Warnings and Precautions

  • Hematologic Effects: Can cause severe blood dyscrasias, including agranulocytosis, aplastic anemia, hemolytic anemia (especially in G6PD deficient individuals), thrombocytopenia, leukopenia, and neutropenia. Regular complete blood count (CBC) monitoring is recommended, particularly during prolonged therapy or in predisposed patients.

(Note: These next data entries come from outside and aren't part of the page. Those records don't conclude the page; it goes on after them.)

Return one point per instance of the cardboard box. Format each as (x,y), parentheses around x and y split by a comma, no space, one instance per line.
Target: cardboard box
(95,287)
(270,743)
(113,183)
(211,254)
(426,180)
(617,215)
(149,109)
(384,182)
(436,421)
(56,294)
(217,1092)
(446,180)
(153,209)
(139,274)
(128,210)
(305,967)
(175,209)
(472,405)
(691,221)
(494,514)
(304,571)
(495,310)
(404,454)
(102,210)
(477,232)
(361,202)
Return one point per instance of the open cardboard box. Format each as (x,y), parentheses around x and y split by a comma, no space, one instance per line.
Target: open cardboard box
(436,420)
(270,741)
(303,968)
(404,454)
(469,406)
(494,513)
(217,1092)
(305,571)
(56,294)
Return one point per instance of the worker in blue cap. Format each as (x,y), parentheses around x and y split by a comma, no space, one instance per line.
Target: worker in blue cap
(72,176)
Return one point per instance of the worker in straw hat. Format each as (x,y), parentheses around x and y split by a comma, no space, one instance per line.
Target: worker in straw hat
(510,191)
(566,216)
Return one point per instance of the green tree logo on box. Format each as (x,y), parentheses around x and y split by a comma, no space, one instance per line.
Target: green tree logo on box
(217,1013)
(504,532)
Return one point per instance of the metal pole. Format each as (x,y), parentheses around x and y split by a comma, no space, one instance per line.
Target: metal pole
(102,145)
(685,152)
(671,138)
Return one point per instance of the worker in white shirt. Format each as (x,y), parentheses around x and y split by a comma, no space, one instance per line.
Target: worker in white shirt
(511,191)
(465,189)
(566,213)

  • Severe Skin Reactions: Potentially life-threatening dermatologic reactions such as Stevens-Johnson Syndrome (SJS), Toxic Epidermal Necrolysis (TEN), and Drug Reaction with Eosinophilia and Systemic Symptoms (DRESS) have been reported. Patients should be advised to discontinue the drug and seek immediate medical attention at the first sign of rash.
  • Renal Impairment: Risk of crystalluria, acute kidney injury, and interstitial nephritis. Maintaining adequate hydration is crucial.

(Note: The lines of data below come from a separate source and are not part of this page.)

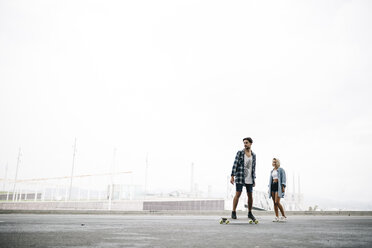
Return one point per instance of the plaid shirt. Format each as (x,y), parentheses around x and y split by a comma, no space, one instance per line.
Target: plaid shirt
(238,167)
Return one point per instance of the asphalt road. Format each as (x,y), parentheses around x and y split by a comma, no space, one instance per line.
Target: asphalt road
(33,230)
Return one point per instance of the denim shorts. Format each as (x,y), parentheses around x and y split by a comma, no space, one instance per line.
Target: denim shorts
(274,187)
(249,187)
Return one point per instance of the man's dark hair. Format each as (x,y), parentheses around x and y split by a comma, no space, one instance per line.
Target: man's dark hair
(249,139)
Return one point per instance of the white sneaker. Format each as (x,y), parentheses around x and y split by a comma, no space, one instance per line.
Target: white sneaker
(282,218)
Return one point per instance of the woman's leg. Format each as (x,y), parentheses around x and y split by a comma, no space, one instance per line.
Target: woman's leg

  • Hyperkalemia: Trimethoprim can inhibit renal tubular potassium secretion, leading to hyperkalemia, especially in elderly patients, those with renal impairment, or concomitant use of drugs that increase potassium (e.g., ACE inhibitors, ARBs, potassium-sparing diuretics).
  • Hypoglycemia: Rare, but can occur, particularly in non-diabetic patients after a few days of therapy, especially in those with renal impairment or liver disease.
  • Hyponatremia: May occur, particularly in elderly patients.
  • Clostridium difficile-associated diarrhea (CDAD): Like most antibiotics, Bactrim DS can alter gut flora, leading to CDAD, which can range from mild diarrhea to fatal colitis.
  • Photosensitivity: Patients should be advised to avoid excessive sun exposure and use protective measures.
  • Folate Deficiency: Can exacerbate or induce folate deficiency, especially in patients with poor nutritional status, chronic alcoholism, or those taking other antifolate drugs. Folic acid supplementation may be necessary.

Common Side Effects

| System Affected | Common Side Effects
| Gastrointestinal | Nausea, vomiting, diarrhea, abdominal pain, anorexia. Pseudomembranous colitis (C. difficile-associated diarrhea) is a rare but serious side effect.